A Probabilistic Learning Approach to Attribute Value Inconsistency Resolution
Candidate: Ilya Pevzner
Advisor: Arthur Goldberg

Abstract

Resolving inconsistencies in data is a problem of critical practical importance. Inconsistent data arises whenever an attribute takes on multiple, inconsistent, values. This may occur when a particular entity is stored multiple times in one database, or in multiple databases that are combined.

We investigate Attribute Value Inconsistency Resolution (AVIR), the problem of semi-automatically resolving data inconsistencies among multiple database records that describe the same person or thing.

Our survey of the area shows that existing solutions are either limited in scope or impose a significant burden on their users.
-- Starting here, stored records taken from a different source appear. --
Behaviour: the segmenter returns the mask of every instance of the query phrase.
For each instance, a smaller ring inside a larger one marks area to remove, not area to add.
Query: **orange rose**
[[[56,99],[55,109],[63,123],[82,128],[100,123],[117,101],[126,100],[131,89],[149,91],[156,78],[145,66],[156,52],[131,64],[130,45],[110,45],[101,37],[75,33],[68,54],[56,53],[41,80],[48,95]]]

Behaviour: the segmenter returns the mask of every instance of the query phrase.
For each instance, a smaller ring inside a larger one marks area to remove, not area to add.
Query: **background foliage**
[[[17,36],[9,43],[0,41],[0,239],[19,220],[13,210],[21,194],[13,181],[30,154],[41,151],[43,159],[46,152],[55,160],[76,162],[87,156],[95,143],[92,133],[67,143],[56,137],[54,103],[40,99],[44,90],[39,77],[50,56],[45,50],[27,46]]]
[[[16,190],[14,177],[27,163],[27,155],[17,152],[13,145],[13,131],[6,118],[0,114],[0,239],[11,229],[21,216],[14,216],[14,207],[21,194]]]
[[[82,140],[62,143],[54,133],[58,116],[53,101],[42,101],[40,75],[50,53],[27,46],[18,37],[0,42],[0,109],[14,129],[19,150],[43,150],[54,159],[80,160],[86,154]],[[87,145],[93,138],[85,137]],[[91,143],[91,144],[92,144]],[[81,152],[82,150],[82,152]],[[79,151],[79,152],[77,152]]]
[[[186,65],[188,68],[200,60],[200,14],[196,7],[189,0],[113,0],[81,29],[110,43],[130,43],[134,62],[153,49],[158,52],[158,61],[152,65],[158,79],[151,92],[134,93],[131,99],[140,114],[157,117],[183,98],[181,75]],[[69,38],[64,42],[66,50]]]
Either they do not cover all types of inconsistencies and attributes, or they require users to write or choose attribute resolution functions for each potentially conflicting attribute.
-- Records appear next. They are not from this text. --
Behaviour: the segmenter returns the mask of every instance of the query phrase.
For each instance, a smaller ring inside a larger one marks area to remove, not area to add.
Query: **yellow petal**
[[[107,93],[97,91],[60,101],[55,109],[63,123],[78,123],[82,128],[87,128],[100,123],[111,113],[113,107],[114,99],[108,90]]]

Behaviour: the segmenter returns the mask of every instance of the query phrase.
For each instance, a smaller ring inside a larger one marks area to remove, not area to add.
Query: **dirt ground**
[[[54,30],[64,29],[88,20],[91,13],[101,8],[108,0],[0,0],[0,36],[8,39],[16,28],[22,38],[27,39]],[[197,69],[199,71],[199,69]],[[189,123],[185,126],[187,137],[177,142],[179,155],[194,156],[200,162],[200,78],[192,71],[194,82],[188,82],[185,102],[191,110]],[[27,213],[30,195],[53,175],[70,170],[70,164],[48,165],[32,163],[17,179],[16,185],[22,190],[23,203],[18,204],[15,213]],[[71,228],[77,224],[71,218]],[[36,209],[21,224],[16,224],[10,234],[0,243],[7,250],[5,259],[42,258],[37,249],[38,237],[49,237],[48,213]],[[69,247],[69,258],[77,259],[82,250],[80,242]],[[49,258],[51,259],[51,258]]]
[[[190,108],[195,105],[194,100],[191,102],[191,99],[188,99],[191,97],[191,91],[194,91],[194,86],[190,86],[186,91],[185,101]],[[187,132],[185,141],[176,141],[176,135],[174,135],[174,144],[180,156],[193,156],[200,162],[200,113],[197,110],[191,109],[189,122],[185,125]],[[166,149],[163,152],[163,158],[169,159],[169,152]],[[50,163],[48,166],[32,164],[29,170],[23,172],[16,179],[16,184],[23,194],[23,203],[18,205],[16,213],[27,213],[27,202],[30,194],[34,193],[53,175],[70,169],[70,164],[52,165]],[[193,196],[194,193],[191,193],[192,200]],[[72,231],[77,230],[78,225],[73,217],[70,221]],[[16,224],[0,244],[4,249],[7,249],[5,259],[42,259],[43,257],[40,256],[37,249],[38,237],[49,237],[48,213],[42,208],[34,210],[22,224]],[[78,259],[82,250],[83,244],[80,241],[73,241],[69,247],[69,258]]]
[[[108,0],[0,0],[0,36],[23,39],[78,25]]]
Our ML based approach applies to all types of inconsistencies and attributes, and automatically selects appropriate resolution functions based on the conflicting data. We have invented and developed a system, that uses a set of binary features that detect data properties and relationships and resolution functions that merge data. Many such features and resolution functions have been written. The system uses supervised learning with maximum likelihood estimation to determine which function(s) to apply, based on which feature(s) fire.

We have validated our system by comparing its error rate, decision rate and decision accuracy on a test data set to baseline values determined by a clairvoyant application of a standard approach where each potentially conflicting attribute is resolved by the best resolution function for the attribute.